Speaking personally (obviously, because I’m not entitled to speak for anyone else), the author bio or blurb is…really not relevant to my reading experience unless there is something specific to the author’s background that lends her/him some additional authority or legitimacy. Writing a book in which a newly discovered Emily Dickinson poem is key? Then your Ph.D. in 19th century American Lit would lend a degree of authenticity to your writing for me. (Of course, that can always backfire; see Sunita’s portion of the joint review of In the Arms of the Marquess and subsequent post on “mistoricals“.) Otherwise, eh, not so much.
As anyone who has checked out my monthly reading summaries can tell, I read a fair amount of m/m romance, which for various reasons has required ambiguous pseudonyms for marketing purposes. One of the things that drives me crazy is women writing with male pseudonyms who openly admit on their blogs or elsewhere that they are not men, yet who still use “he” in their author bios. I absolutely understand the marketing decision about choosing an ambiguously gendered pseudonym, but using the wrong pronoun to further the ambiguity feels dishonest and disingenuous.
What is it then that I look for in an author blurb? Truly, all I want to know about it is the author’s backlist. Give me a link to a (current) author website or give me the names of a couple books in the author’s backlist. Tell me if there is another book following this one, if it’s a series. The information about hobbies, childhood writing aspirations, all that jazz, it could go on the authors blog or personal page of their website, where readers who want that personal connection with an author can seek it out.

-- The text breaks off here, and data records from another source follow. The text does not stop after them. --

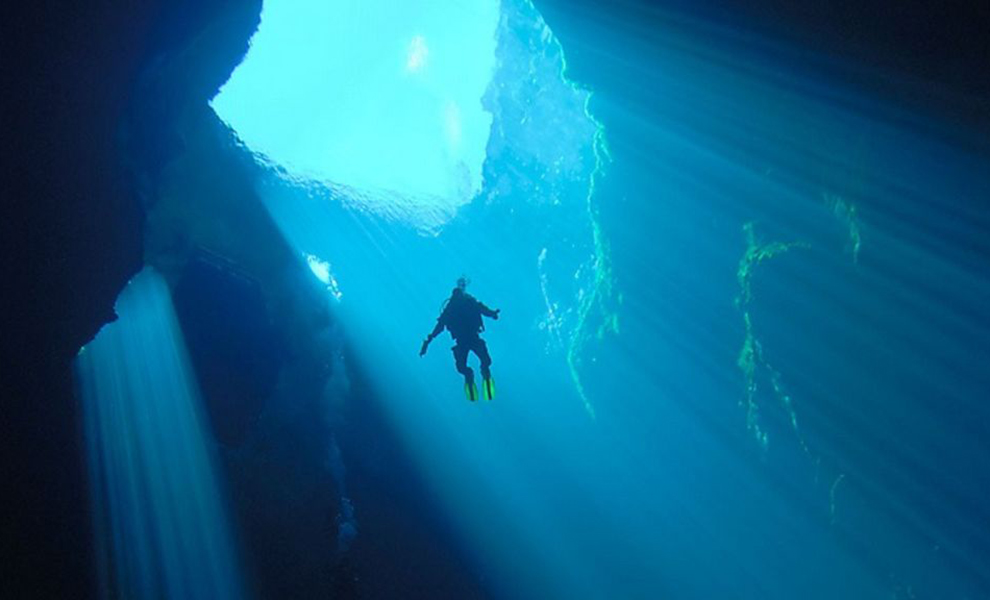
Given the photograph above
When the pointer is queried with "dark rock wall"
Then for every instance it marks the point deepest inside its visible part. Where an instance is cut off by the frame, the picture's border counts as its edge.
(70, 237)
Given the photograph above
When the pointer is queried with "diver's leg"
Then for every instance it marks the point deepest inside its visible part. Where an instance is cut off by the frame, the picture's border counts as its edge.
(460, 362)
(481, 349)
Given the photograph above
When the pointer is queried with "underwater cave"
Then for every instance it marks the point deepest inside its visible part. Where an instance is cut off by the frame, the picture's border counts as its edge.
(731, 266)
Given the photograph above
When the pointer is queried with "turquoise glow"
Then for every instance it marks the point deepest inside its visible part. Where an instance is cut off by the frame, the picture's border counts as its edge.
(161, 525)
(376, 96)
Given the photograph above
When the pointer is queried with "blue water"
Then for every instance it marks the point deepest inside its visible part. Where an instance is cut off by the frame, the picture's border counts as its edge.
(743, 338)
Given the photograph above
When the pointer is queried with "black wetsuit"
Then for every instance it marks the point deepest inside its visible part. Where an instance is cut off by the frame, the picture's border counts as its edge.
(462, 318)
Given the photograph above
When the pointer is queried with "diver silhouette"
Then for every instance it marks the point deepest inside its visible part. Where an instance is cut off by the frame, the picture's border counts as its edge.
(461, 316)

An example of a brief, helpful author bio that works (for me) is Josh Lanyon’s in The Dickens With Love. It tells readers that he’s been a Lambda Award finalist (validation!); mentions his most popular series (marketing!); and gives links to his webpage and Yahoo! group, as well as listing the books he has published with that publisher (more marketing!). And that’s it.
Don’t give me a list of other authors published by the same publisher (wrong venue for that information, thanks). Preaching at me about social issues and including pages of social services data may be appropriate, depending on the content of the book, or it may just be alienating, and the line can be hard to find.
I’m kind of curious now: when did author bios become standard in books? Setting aside the different privacy zones and expectations of the times, would Charles Dickens or Jane Austen have included a blurb about their childhoods and non-writing activities in the backs of their books?
What do other readers look for in author blurbs? Do you read them at all or are they just padding at the back of the book to increase the page count?
*I have some of these things in common with the author, and am not offended/shocked/disgusted/negative-adjective-of-your-choice-here by any of them. My query is related more to the marketing purpose of the author blurb, and more general speculation about what readers want or need to know about an author in order to buy their books.
** I <3 Nora Roberts, I do, for so many reasons ranging from her immense backlist to her firm position on what she writes and how. But an examination of her author photos in the original editions of her books dating back to the early 90s shows a progression of hairstyles and colors that are not always flattering.